1‐(2‐(Dimethylamino)‐5‐methylphenyl)‐7‐methoxynaphthalen‐2‐ol (3 c): N,N‐Dimethyl‐p‐toluidine (1 a) (81.1 mg, 600 μmol), dichloromethane (6 mL), 7‐methoxy‐2‐naphthol (209 mg, 1.20 mmol), methanesulfonic acid (23.1 mg, 240 μmol), FePcF16 (5.1 mg, 6.0 μmol). Reaction time: 24 h, column chromatography (isohexane/ethyl acetate, 2–8 %, 1 h, 8–15 %, 0.5 h, 15–20 %, 20 min). Biaryl 3 c (141 mg, 459 μmol, 76 %) was obtained as a beige solid. M.p. 116 °C; UV (MeOH): λ=238, 301 nm; fluorescence (MeOH): λ ex=301 nm, λ em=412 nm; IR (ATR): =2995, 2958, 2932, 2916, 2873, 2840, 2797, 1988, 1904, 1733, 1697, 1619, 1559, 1493, 1454, 1397, 1373, 1358, 1327, 1297, 1263, 1230, 1214, 1175, 1160, 1136, 1092, 1038, 1018, 980, 933, 877, 863, 841, 817, 751, 679, 662, 640, 615 cm−1; 1H NMR (600 MHz, CDCl3): δ=2.33 (s, 3 H), 2.70 (s, 6 H), 3.76 (s, 3 H), 7.01 (dd, J=2.6, 1.0 Hz, 1 H), 7.10 (m, 1 H), 7.14 (d, J=8.7 Hz, 1 H), 7.22 (m, 2 H), 7.30 (s, 1 H), 7.70 (d, J=9.0 Hz, 1 H), 7.72 (d, J=8.7 Hz, 1 H), 10.09 (br s, 1 H) ppm; 13C NMR and DEPT (151 MHz, CDCl3): δ=20.75 (CH3), 44.08 (2 CH3), 55.38 (CH3), 104.91 (CH), 115.00 (CH), 118.29 (CH), 118.54 (CH), 119.94 (C), 125.39 (C), 129.24 (CH), 129.37 (CH), 129.88 (CH), 130.72 (C), 133.34 (C, HMBC), 134.76 (C), 135.44 (CH), 146.93 (C), 152.86 (C), 158.16 (C) ppm; ESI‐MS (+10 V): m/z= 308.1 [M+H]+; ESI‐MS (−10 V): m/z= 305.8 [M−H]−; elemental analysis (%) calcd for C20H21NO2: C 78.15, H 6.89, N 4.56; found: C 77.89, H 6.92, N 4.53.

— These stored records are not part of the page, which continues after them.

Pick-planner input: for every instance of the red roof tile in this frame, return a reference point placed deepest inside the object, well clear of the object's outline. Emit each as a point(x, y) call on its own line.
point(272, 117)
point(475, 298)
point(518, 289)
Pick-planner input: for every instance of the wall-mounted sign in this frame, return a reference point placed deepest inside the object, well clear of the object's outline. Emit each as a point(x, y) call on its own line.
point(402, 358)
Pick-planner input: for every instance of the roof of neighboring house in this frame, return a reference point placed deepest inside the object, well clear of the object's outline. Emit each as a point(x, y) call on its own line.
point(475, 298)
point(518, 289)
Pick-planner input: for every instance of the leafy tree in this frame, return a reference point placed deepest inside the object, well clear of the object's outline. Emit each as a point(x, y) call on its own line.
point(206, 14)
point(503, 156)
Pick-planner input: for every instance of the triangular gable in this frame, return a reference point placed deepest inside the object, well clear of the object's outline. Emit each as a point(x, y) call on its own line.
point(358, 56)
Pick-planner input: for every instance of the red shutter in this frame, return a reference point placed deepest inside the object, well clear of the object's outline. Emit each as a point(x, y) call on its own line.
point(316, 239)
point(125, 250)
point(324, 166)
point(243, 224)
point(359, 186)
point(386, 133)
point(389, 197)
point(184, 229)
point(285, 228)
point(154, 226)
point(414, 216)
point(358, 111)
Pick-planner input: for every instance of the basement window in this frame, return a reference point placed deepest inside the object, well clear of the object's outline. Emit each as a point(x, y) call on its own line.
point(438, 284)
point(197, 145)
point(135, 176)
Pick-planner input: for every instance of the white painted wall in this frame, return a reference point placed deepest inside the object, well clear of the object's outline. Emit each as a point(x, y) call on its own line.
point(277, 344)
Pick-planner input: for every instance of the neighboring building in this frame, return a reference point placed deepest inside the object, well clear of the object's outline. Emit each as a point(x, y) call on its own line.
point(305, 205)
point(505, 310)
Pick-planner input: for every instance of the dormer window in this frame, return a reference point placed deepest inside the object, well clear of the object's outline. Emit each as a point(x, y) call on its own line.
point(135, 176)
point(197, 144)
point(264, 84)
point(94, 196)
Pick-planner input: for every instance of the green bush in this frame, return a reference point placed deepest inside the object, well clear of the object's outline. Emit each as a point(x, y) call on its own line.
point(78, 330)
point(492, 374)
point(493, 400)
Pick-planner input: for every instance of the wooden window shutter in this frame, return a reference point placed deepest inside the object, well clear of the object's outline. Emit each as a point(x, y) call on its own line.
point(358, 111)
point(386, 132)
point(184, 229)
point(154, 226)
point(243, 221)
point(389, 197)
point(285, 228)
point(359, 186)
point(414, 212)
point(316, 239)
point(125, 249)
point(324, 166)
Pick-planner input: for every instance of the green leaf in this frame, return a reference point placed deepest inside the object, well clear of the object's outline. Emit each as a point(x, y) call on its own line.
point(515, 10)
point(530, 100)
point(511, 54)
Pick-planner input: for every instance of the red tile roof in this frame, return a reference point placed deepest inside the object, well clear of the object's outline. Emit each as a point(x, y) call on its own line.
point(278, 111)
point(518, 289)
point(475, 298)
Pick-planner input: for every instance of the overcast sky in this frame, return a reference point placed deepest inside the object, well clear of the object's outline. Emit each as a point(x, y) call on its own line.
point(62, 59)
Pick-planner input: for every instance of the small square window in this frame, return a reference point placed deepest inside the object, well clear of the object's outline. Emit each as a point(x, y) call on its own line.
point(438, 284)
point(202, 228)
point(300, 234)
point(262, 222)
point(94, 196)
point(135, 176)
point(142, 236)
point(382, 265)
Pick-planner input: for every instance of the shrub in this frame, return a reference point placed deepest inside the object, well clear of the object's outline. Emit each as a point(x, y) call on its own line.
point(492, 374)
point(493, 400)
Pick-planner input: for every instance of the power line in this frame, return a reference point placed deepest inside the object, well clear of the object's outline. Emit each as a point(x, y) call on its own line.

Methyl 5‐(2‐(dimethylamino)‐5‐methylphenyl)‐6‐hydroxy‐2‐naphthoate (3 d): N,N‐Dimethyl‐p‐toluidine (1 a) (81.0 mg, 599 μmol), dichloromethane (6 mL), methyl 6‐hydroxy‐2‐naphthoate (245 mg, 1.21 mmol), methanesulfonic acid (23.1 mg, 240 μmol), FePcF16 (5.1 mg, 6.0 μmol). The reaction mixture was warmed up slowly from 0 °C to room temperature. Reaction time: 24 h, column chromatography (isohexane/ethyl acetate, 3–7 %, 1.5 h, 7–15 %, 0.5 h). Biaryl 3 d (128 mg, 382 μmol, 64 %) was obtained as a reddish solid. M.p. 112 °C; UV (MeOH): λ=246, 303 nm; fluorescence (MeOH): λ ex=246 nm, λ em=441 nm; IR (ATR): =3025, 2953, 2909, 2876, 2839, 2794, 1917, 1844, 1792, 1771, 1733, 1709, 1653, 1635, 1618, 1593, 1495, 1472, 1436, 1366, 1341, 1291, 1230, 1196, 1176, 1154, 1135, 1106, 1092, 1038, 975, 957, 929, 909, 819, 790, 753, 694, 674 cm−1; 1H NMR (600 MHz, CDCl3): δ=2.33 (s, 3 H), 2.67 (s, 6 H), 3.97 (s, 3 H), 7.18 (m, 2 H), 7.24 (dd, J=8.3, 1.3 Hz, 1 H), 7.32 (d, J=8.7 Hz, 1 H), 7.84 (m, 1 H), 7.88 (d, J=8.7 Hz, 1 H), 7.94 (dd, J=9.0, 1.5 Hz, 1 H), 8.57 (d, J=1.5 Hz, 1 H) ppm; 13C NMR and DEPT (151 MHz, CDCl3): δ=20.78 (CH3), 43.89 (2 CH3), 52.23 (CH3), 118.34 (CH), 121.30 (C), 121.67 (CH), 124.72 (C), 125.62 (CH), 125.68 (CH), 128.99 (C), 129.47 (CH), 130.23 (C), 130.86 (CH), 131.43 (CH), 132.94 (C), 135.81 (CH), 136.06 (C), 147.59 (C), 154.58 (C), 167.57 (C=O) ppm; ESI‐MS (+10 V): m/z= 336.2 [M+H]+; ESI‐MS (−10 V): m/z: 333.9 [M−H]−; elemental analysis (%) calcd for C21H21NO3: C 75.20, H 6.31, N 4.18; found: C 74.92, H 6.51, N 4.09.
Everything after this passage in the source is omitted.